# Merged Jupyter Notebook: arXiv Usage and Posting Analysis

# Section 1: Introduction

"""
This notebook summarizes the key findings from three separate notebooks:
1. `data-collection.ipynb` — collected daily usage statistics from arXiv.
2. `analysis.ipynb` — investigated whether arXiv usage depends on the day of the week.
3. `correlation.ipynb` — examined correlation between arXiv usage and number of postings per day.

We aim to understand potential seasonal patterns in usage and their relation to posting behavior, which may inform future modeling and recommendations.
"""

# Section 2: Data Loading

import pandas as pd
import matplotlib.pyplot as plt
import seaborn as sns
from scipy.stats import pearsonr
from statsmodels.formula.api import ols
import statsmodels.api as sm

# Load data
usage = pd.read_parquet("../../data/arxiv-usage.parquet")
totals = pd.read_parquet("../../data/arxiv-totals.parquet")

# Preprocessing
usage.columns = ["date", "connections"]
usage["date"] = pd.to_datetime(usage["date"])
usage.set_index("date", inplace=True)

totals.index = pd.to_datetime(totals.index)
totals = totals.loc["2024-01-01":"2025-04-10"]

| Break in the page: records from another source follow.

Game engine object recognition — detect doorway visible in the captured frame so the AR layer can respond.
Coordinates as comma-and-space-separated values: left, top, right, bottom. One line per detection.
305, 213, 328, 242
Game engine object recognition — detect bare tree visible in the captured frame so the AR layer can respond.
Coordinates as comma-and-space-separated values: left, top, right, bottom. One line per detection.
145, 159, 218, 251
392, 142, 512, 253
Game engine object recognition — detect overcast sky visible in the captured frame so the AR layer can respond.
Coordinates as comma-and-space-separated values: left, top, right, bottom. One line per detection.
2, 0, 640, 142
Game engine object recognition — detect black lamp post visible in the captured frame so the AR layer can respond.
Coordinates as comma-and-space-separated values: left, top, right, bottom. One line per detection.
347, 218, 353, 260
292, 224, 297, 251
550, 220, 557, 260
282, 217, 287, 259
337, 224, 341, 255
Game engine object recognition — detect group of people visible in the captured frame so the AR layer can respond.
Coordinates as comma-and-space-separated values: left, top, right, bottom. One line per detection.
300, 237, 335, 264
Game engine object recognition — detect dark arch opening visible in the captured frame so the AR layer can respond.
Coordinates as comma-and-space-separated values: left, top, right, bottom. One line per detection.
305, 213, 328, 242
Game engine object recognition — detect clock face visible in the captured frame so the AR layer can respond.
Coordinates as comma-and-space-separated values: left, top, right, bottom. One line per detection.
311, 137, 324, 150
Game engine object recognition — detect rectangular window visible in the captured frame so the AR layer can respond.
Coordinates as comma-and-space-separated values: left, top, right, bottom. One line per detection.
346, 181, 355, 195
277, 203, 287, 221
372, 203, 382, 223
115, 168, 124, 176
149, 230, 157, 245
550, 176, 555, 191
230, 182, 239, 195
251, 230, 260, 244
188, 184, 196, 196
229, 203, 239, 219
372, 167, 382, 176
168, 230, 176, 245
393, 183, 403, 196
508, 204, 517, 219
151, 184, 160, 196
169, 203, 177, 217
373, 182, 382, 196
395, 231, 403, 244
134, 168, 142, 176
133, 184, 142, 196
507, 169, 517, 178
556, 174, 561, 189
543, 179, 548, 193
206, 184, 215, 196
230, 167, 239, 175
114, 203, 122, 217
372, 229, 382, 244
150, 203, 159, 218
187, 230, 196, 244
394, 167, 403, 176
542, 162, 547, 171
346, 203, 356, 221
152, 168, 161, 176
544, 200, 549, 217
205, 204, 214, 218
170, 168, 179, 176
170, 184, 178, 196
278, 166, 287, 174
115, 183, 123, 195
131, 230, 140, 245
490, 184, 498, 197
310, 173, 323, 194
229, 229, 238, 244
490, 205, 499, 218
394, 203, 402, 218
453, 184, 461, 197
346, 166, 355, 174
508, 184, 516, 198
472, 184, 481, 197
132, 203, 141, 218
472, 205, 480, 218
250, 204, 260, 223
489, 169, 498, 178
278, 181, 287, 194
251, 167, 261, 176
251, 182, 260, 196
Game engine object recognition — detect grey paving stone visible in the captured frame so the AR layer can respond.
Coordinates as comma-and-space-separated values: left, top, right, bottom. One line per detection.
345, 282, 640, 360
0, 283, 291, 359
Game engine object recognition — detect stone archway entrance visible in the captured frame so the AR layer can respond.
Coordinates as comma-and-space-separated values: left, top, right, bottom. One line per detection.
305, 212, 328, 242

# Section 3: Usage Analysis

# Daily usage distribution by day of week
usage["weekday"] = usage.index.day_name()
sns.violinplot(data=usage, x="weekday", y="connections")
plt.title("Daily arXiv Connections by Weekday")
plt.xticks(rotation=45)
plt.tight_layout()
plt.show()


# Section 4: Weekday Effect Hypothesis Test

# One-hot encode weekdays
weekday_dummies = pd.get_dummies(usage["weekday"])
usage_with_dummies = pd.concat([usage["connections"], weekday_dummies], axis=1)

# OLS regression with weekday predictors
X = usage_with_dummies.drop(columns=["connections"])
X = sm.add_constant(X)
y = usage_with_dummies["connections"]
model = sm.OLS(y, X).fit()
print(model.summary())

# Section 5: Correlation with Posting Activity

# Create daily totals (row sums)
totals_sum_df = pd.DataFrame({"total_appearances": totals.sum(axis=1)})

# Align with usage
df_corr = pd.merge(
    totals_sum_df, usage[["connections"]], left_index=True, right_index=True
)

# Correlation
r, p_value = pearsonr(df_corr["total_appearances"], df_corr["connections"])
print(f"Pearson correlation: {r:.4f}, p-value: {p_value:.4e}")

# Scatterplot
sns.scatterplot(
    x="total_appearances", y="connections", data=df_corr, alpha=0.6
)
plt.title("arXiv Connections vs Total Postings")
plt.xlabel("Total Appearances")
plt.ylabel("Connections")
plt.tight_layout()
plt.show()

# Section 6: Conclusion

"""
Key Findings:
- Usage is relatively stable across weekdays, with no statistically significant weekday effect (p > 0.05 in all months except July).
- There is a statistically significant but modest correlation (r = 0.2482, p ≈ 5.7e-08) between daily arXiv usage and total article postings.

This suggests that while usage is not heavily seasonal, it may weakly reflect submission volumes, and can be cautiously used in forecasting or recommendation systems.
"""